3. Adopt forward looking perspectives of how the cost-benefit analysis and markets might evolve from a financeraising perspective and therefore pave this future perspective and development opportunities with a security package, which recognises their legitimate concern to achieve security around reasonable returns. If this path is not clear investors will not show up.

4. Pilot projects are a good idea. They will test and allow evolution. It will be important to get the best projects tested first to create a track record for investors to look back to.

Introducing a new business model has risk so a pilot allows for better understanding of the implementation challenges, and revised regulations and policies as necessary to improve efficiency.

About the authors

Elsie Mbugua is an energy thought leader focused on finding solutions for Africa’s complex energy issues through the Leadwood Energy and LCo. platforms. She is an entrepreneur and energy trader advising governments and multinationals on energy related issues in Africa. Previously she worked as a physical energy trader for some of the world’s largest trading houses – JP Morgan and Goldman Sachs – in crude and products, coal, emissions, power, natural gas, and liquefied natural gas. This includes a focus on the logistics of the physical markets and the financial products for each of the commodities.
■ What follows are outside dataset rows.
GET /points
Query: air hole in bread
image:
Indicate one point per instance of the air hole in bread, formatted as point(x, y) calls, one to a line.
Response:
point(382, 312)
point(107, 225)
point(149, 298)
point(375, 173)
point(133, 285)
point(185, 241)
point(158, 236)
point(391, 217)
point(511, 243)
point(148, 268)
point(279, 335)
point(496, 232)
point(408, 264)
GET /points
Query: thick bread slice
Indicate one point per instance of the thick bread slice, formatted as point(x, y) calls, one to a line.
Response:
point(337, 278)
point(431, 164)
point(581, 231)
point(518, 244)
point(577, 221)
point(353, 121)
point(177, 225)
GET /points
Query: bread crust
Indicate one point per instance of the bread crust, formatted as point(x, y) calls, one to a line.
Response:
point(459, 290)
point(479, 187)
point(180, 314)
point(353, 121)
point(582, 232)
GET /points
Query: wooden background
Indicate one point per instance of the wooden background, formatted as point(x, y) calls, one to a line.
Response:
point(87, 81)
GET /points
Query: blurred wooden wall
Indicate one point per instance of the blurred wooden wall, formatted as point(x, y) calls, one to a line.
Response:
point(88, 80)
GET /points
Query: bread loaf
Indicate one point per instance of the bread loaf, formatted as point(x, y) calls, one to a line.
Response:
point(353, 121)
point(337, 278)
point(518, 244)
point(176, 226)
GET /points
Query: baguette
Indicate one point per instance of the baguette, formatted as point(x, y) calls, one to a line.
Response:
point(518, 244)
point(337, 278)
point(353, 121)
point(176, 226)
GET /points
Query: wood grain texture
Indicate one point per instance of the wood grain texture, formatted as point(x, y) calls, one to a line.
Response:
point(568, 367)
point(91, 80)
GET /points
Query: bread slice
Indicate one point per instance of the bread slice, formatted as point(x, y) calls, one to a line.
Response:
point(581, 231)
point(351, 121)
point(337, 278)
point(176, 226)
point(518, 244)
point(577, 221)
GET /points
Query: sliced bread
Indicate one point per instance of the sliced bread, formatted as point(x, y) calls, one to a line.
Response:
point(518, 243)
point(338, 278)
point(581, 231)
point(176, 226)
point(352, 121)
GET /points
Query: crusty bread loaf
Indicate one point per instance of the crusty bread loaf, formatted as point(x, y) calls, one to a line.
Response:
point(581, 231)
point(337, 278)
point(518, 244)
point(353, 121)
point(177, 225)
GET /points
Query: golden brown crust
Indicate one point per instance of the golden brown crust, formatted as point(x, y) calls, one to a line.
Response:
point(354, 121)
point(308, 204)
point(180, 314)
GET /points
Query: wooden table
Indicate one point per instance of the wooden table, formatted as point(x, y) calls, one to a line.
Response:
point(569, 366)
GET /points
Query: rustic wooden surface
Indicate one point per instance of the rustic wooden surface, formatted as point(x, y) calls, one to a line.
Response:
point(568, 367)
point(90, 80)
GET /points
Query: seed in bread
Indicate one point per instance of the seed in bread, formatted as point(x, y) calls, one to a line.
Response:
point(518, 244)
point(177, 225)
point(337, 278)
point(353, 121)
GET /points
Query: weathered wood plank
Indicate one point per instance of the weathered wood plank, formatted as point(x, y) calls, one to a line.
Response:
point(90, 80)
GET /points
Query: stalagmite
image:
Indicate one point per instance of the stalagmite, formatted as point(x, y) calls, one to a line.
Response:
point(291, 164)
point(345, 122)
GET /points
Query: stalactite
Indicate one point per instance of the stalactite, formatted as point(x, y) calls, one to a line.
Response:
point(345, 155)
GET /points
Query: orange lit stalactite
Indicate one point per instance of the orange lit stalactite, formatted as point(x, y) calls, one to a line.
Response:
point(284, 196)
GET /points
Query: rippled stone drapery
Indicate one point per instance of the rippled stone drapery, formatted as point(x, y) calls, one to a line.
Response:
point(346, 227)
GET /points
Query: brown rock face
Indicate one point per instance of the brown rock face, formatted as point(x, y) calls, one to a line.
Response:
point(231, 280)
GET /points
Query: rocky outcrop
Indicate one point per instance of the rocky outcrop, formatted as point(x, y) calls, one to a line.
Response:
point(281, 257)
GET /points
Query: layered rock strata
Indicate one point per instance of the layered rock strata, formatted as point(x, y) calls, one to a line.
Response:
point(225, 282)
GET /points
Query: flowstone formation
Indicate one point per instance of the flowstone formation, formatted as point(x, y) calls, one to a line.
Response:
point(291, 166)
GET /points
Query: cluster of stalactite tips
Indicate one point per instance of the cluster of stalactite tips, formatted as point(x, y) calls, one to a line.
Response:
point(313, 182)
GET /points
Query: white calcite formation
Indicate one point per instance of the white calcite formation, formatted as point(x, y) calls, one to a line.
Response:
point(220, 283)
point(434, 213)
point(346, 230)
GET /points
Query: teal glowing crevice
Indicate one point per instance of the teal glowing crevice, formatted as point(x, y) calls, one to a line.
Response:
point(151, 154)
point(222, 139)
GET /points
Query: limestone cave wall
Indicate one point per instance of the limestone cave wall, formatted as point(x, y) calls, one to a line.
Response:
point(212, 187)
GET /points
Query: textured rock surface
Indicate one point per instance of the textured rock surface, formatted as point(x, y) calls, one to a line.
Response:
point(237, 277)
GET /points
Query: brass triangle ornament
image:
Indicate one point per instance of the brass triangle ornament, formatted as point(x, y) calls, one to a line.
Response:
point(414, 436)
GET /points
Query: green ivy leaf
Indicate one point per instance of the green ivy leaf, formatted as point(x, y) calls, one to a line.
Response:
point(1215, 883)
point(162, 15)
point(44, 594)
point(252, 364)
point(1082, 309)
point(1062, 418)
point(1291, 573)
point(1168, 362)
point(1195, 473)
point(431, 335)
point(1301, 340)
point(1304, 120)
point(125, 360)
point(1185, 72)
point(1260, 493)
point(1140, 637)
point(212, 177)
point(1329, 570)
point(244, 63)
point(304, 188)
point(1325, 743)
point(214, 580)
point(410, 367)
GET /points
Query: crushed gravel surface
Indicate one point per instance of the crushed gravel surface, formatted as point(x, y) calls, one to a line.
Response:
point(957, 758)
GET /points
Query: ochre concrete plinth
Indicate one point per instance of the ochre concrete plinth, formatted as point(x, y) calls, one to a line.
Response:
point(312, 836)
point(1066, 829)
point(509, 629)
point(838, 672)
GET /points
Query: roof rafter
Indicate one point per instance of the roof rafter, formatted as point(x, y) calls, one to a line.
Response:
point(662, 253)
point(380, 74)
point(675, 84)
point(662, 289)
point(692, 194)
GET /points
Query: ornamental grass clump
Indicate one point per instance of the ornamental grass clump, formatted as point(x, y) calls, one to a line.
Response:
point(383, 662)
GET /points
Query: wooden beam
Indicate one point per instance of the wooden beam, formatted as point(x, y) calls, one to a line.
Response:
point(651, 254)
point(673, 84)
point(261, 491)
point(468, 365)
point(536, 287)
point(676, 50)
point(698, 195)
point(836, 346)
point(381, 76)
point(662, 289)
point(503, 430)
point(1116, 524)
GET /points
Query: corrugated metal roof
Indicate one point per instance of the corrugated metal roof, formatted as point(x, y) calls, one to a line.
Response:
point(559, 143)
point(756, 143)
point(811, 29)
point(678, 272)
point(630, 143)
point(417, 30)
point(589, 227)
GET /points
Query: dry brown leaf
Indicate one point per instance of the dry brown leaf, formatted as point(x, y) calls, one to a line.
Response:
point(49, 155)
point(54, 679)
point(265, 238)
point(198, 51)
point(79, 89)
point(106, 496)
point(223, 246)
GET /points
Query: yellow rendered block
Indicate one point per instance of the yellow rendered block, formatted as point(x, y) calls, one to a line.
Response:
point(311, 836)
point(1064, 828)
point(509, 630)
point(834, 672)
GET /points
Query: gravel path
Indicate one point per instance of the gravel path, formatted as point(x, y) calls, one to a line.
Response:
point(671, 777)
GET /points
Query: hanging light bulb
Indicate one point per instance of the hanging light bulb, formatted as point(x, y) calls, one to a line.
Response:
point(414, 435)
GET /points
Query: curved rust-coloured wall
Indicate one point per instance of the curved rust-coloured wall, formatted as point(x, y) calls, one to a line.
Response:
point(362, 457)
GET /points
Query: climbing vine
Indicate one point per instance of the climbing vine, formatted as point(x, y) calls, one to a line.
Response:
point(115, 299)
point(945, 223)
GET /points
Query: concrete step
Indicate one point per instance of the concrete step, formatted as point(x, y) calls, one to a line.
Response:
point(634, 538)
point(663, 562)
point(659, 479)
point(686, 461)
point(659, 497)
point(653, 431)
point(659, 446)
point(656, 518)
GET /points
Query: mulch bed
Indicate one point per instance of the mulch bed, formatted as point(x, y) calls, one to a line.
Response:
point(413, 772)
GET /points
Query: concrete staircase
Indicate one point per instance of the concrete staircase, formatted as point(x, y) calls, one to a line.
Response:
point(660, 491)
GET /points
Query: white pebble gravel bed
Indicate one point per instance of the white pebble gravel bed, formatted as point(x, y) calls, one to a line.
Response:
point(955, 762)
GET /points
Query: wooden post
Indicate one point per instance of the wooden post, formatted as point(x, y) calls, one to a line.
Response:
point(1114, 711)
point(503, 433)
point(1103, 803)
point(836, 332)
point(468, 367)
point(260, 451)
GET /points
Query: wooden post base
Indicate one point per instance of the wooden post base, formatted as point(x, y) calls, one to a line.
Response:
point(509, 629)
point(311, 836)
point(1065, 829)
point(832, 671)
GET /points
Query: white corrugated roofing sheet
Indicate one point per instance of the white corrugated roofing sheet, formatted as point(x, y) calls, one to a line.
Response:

Mark Hughes provides economic and advisory services to the global energy and utility (E+U) sector as a Partner in 3 M Energy Advisors and for 21 years previously as Partner at PwC. He advises businesses facing changes in their policy and regulatory environment, including privatisations and introduction of new markets and competition. This includes the overseeing of the analyses of the financial impacts of such changes and consideration of the best way to preserve value, avoid adverse impacts or take advantage of new opportunities.